Machine learning applied to canopy hyperspectral image data to support biological control of soil-borne fungal diseases in baby leaf vegetables

•Neural Network processed reflectance from plant-pathogen-Trichoderma interaction.•Machine Learning models achieved a predictive success rate of 74%•Disease severity levels are predicted with/without specifying the pathosystem.•Contributing spectral regions are related to pigments, nutritional and cell strucural status. Baby leaf vegetables constitute a significant segment of the convenience fresh food market. Due to cultivation conditions under plastic tunnels favourable to pathogen and to restrictions about synthetic fungicide applications, these crops are prone to soil-borne diseases and need effective biological management. Real-time tracking by digital means of the performances of antagonistic agents against plant pathogens may be a great opportunity to optimize field practices and increase disease biocontrol efficacy.
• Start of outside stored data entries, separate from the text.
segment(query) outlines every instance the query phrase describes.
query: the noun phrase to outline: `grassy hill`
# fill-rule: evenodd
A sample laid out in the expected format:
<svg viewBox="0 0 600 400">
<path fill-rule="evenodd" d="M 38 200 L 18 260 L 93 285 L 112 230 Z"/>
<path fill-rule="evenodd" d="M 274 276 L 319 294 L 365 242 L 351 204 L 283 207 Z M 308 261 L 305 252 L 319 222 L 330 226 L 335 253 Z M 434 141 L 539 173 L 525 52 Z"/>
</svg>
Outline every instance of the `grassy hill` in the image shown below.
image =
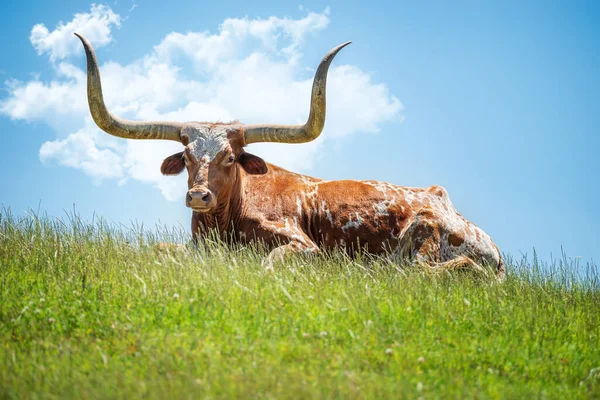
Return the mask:
<svg viewBox="0 0 600 400">
<path fill-rule="evenodd" d="M 0 214 L 0 398 L 598 398 L 598 270 L 507 278 Z"/>
</svg>

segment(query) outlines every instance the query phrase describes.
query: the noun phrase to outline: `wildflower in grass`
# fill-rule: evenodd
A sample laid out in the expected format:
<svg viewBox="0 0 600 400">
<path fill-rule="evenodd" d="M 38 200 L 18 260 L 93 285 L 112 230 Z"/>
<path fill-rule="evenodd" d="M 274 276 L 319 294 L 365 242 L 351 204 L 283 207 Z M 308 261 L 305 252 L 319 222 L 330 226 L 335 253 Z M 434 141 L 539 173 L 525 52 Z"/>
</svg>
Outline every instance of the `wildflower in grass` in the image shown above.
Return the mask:
<svg viewBox="0 0 600 400">
<path fill-rule="evenodd" d="M 321 337 L 325 337 L 325 336 L 327 336 L 327 332 L 326 332 L 326 331 L 322 331 L 321 333 L 319 333 L 319 335 L 320 335 Z"/>
<path fill-rule="evenodd" d="M 175 300 L 177 300 L 177 299 L 179 298 L 179 294 L 178 294 L 178 293 L 174 293 L 174 294 L 173 294 L 173 298 L 174 298 Z"/>
<path fill-rule="evenodd" d="M 425 362 L 425 358 L 424 357 L 419 357 L 419 358 L 417 358 L 417 362 L 419 364 L 423 364 Z"/>
<path fill-rule="evenodd" d="M 48 318 L 48 323 L 53 324 L 56 320 L 52 317 Z"/>
<path fill-rule="evenodd" d="M 388 347 L 387 349 L 385 349 L 385 354 L 387 354 L 388 356 L 391 356 L 392 354 L 394 354 L 394 350 L 392 350 Z"/>
</svg>

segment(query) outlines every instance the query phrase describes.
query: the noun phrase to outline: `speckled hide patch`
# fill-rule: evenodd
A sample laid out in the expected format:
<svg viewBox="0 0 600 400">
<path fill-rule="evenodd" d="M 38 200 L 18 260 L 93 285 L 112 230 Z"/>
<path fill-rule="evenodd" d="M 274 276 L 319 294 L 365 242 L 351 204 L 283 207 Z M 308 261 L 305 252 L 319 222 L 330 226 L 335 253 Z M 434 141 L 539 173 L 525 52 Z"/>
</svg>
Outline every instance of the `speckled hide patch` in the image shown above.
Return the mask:
<svg viewBox="0 0 600 400">
<path fill-rule="evenodd" d="M 227 136 L 237 129 L 235 124 L 188 123 L 181 131 L 181 139 L 196 161 L 211 162 L 220 152 L 231 151 Z"/>
<path fill-rule="evenodd" d="M 372 253 L 398 249 L 431 262 L 459 255 L 490 265 L 500 262 L 490 237 L 456 212 L 440 186 L 298 179 L 304 190 L 290 193 L 296 213 L 300 210 L 295 218 L 304 221 L 304 232 L 319 247 L 350 252 L 360 247 Z"/>
</svg>

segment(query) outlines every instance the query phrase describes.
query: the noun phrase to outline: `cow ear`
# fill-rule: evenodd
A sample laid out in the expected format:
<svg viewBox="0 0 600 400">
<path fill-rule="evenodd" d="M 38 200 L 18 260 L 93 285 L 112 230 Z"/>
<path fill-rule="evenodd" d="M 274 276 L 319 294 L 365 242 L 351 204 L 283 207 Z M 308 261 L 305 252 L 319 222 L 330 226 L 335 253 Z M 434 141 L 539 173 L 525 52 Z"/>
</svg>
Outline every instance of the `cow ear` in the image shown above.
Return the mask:
<svg viewBox="0 0 600 400">
<path fill-rule="evenodd" d="M 244 171 L 251 175 L 263 175 L 268 171 L 265 160 L 254 154 L 243 152 L 239 155 L 237 162 L 244 168 Z"/>
<path fill-rule="evenodd" d="M 165 158 L 160 166 L 160 172 L 162 172 L 163 175 L 178 175 L 184 168 L 185 160 L 183 159 L 182 151 Z"/>
</svg>

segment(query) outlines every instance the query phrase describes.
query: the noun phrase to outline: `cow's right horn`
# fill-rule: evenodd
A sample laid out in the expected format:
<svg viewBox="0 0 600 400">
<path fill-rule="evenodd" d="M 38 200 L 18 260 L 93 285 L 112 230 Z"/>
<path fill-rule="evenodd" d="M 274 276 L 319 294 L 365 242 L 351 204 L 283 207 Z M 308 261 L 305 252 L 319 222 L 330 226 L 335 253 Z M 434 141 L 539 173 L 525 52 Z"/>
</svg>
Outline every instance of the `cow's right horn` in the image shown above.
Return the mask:
<svg viewBox="0 0 600 400">
<path fill-rule="evenodd" d="M 94 48 L 82 35 L 75 33 L 81 39 L 87 58 L 87 96 L 90 113 L 100 129 L 111 135 L 127 139 L 166 139 L 181 141 L 180 132 L 183 124 L 167 121 L 128 121 L 112 115 L 102 96 L 100 71 Z"/>
<path fill-rule="evenodd" d="M 258 142 L 306 143 L 315 140 L 321 134 L 325 125 L 325 90 L 329 64 L 331 64 L 335 55 L 350 43 L 352 42 L 346 42 L 333 48 L 319 64 L 313 80 L 310 114 L 306 124 L 246 125 L 244 127 L 244 141 L 246 144 Z"/>
</svg>

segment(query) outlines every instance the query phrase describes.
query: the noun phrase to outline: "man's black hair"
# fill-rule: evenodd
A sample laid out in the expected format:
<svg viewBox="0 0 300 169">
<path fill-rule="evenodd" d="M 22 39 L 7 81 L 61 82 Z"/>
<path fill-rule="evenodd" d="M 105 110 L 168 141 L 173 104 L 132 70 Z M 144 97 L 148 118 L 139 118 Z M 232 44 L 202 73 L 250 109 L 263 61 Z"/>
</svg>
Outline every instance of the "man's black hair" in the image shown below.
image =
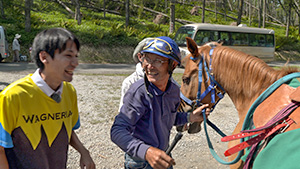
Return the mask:
<svg viewBox="0 0 300 169">
<path fill-rule="evenodd" d="M 43 70 L 45 66 L 40 60 L 40 52 L 45 51 L 52 58 L 54 58 L 54 51 L 56 49 L 59 49 L 59 53 L 64 51 L 69 40 L 76 44 L 76 48 L 79 51 L 79 40 L 73 33 L 64 28 L 46 29 L 37 34 L 34 38 L 31 52 L 32 58 L 35 59 L 36 65 Z"/>
</svg>

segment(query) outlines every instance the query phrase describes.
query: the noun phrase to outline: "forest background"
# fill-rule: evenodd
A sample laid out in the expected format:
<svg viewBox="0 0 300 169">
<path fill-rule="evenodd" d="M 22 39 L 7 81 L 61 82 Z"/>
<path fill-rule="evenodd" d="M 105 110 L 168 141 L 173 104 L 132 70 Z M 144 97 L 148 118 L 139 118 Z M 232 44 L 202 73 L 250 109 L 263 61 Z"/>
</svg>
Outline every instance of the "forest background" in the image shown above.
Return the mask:
<svg viewBox="0 0 300 169">
<path fill-rule="evenodd" d="M 35 35 L 63 27 L 81 42 L 80 61 L 133 63 L 132 52 L 145 37 L 170 36 L 188 23 L 275 31 L 275 60 L 300 60 L 300 0 L 0 0 L 0 25 L 10 54 L 16 33 L 21 54 L 29 56 Z M 5 61 L 11 61 L 12 56 Z"/>
</svg>

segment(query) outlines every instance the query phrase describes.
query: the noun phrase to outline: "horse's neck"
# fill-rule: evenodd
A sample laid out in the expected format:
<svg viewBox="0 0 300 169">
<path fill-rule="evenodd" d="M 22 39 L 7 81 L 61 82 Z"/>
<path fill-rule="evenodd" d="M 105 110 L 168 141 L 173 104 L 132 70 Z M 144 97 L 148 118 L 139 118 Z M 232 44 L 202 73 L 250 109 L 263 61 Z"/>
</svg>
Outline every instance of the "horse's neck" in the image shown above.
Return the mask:
<svg viewBox="0 0 300 169">
<path fill-rule="evenodd" d="M 238 97 L 238 95 L 236 95 L 236 94 L 231 94 L 228 91 L 227 91 L 227 93 L 228 93 L 228 96 L 230 97 L 232 103 L 234 104 L 240 119 L 243 119 L 245 117 L 246 113 L 248 112 L 248 110 L 251 107 L 251 105 L 253 104 L 253 102 L 260 95 L 260 94 L 257 94 L 257 96 L 255 96 L 253 98 L 240 99 Z"/>
<path fill-rule="evenodd" d="M 248 110 L 255 99 L 280 78 L 265 62 L 229 48 L 217 48 L 212 62 L 215 79 L 230 96 L 238 112 Z M 222 56 L 221 56 L 222 54 Z"/>
<path fill-rule="evenodd" d="M 265 76 L 264 78 L 257 78 L 263 79 L 263 82 L 258 82 L 259 80 L 254 79 L 251 76 L 245 77 L 248 76 L 247 73 L 246 75 L 236 74 L 236 77 L 228 76 L 229 79 L 221 80 L 221 82 L 223 82 L 221 86 L 224 87 L 227 94 L 231 98 L 233 104 L 239 112 L 240 117 L 243 117 L 245 113 L 247 113 L 252 103 L 260 96 L 260 94 L 263 93 L 274 81 L 276 81 L 277 78 L 274 78 L 274 74 L 276 74 L 275 71 L 273 74 L 270 73 L 270 77 Z M 222 76 L 220 78 L 227 77 Z M 225 84 L 224 82 L 228 82 L 228 84 Z"/>
</svg>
In this study, a non-linear machine learning approach, based on Artificial Neural Networks technique, was used to assess the biocontrol efficacy of Trichoderma spp. from VIS-NIR spectral reflectance, estimating disease severity in baby leaf young plants during specific plant-pathogen-antagonist interactions. The most successful accurate model architecture achieved a predictive success rate of 74%. The variable impact analysis on the 207 variables considered showed that the 20 most important frequencies lie in the intervals Δω1 = [426,460] nm Δω2 = [495,530] nm Δω3 = [570,667] nm Δω4 = [770,880] nm Δω5 = [940,1000] nm. The model with improved classification accuracy is highly suitable for the automated detection of healthy status considering a wide spectrum of crop/pathogen targets under Trichoderma spp. beneficial dealings. Findings indicate that hyperspectral image-derived features could be used as proxy for disease level tracking under biological control of telluric pathogens in baby leaf vegetable cultivations.